その前に、今回は音声メディアの魅力を私なりに因数分解してみようと思う。なぜ自分を愛せない夜のお供に適しているのだろう。

佐藤伶
1995年神奈川生まれ。フリーのライター・編集者。RIDE MEDIA&DESIGNにてWEBマガジンの編集を経験した後、「どうせ働くなら人の生きづらさを溶かすものがいい」と一念発起しフリーランスへ。現在は社会課題に特化したPR会社morning after cutting my hairに所属しながら、物書き・編集・PRを行う。

音声メディアが持つ、“未完成”という価値観

飲み会の帰り道、私を癒してくれた音声メディアは、仲良しな女性2人の他愛のない会話を覗き聞きするようなPodcast番組だった。
話にオチがあるわけでも、何か強いメッセージがあるわけでもない。なんなら、話があっちへこっちへ飛んでいったり、途中で何を話しているか忘れてしまったり。

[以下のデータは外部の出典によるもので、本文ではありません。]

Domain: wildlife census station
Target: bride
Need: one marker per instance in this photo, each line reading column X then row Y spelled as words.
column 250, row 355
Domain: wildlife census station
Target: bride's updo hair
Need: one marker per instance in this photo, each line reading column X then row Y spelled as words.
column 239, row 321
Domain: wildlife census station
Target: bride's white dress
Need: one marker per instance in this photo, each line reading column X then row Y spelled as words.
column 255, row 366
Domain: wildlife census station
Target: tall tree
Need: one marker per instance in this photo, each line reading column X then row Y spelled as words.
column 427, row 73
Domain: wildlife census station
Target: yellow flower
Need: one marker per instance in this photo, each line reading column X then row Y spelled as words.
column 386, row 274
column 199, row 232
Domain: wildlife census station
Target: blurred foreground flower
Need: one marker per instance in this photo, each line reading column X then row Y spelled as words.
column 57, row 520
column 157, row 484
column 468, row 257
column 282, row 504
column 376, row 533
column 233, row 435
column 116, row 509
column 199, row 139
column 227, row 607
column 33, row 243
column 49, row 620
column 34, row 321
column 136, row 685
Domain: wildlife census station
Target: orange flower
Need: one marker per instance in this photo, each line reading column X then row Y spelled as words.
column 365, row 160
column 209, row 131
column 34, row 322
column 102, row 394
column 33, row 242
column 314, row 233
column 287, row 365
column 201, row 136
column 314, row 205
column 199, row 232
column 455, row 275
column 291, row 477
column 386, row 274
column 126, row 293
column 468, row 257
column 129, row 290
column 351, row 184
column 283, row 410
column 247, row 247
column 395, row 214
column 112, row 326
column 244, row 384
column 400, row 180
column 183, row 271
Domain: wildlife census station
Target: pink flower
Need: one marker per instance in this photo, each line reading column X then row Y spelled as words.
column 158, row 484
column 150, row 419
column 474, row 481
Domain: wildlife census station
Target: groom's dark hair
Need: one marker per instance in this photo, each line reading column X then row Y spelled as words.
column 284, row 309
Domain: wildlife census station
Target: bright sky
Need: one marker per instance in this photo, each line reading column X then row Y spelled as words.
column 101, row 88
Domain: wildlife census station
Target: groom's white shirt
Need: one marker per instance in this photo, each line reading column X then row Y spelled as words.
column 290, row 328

何か目的を持って聴くには物足りないかもしれないが、私にとってはそのゆるさが「人同士の会話ってそんなもん」と思い出させてくれる。気の利いたことを言わなくちゃ!とこわばっていた肩の力がストンと抜けるのだ。このゆるりとした安心感は、音声メディアが持つ“未完成を許容する空気”から生まれているのではないだろうか。人としての矛盾も楽しんでしまうようなコミュニケーション。

なぜ音声メディアには“未完成を許容する空気”が生まれるのか。それには、2つの理由があると考える。

ひとつは、2~3人の少人数の会話をベースにしているから。

気のおけない友人と話している場面を想像してみてほしい。話の行く先も特に考えず、その時に伝えたい言葉が口をつくだろう。2~3人のちょっとした会話を切り取る音声メディアだからこその自由さがそこにはある。ちょっとしたアクシデントも許しあう空気感が話し手の人格を浮き上がらせてくれる。どれだけ著名な人であっても、身近に感じられてしまう音声メディアの力はここにあるように思う。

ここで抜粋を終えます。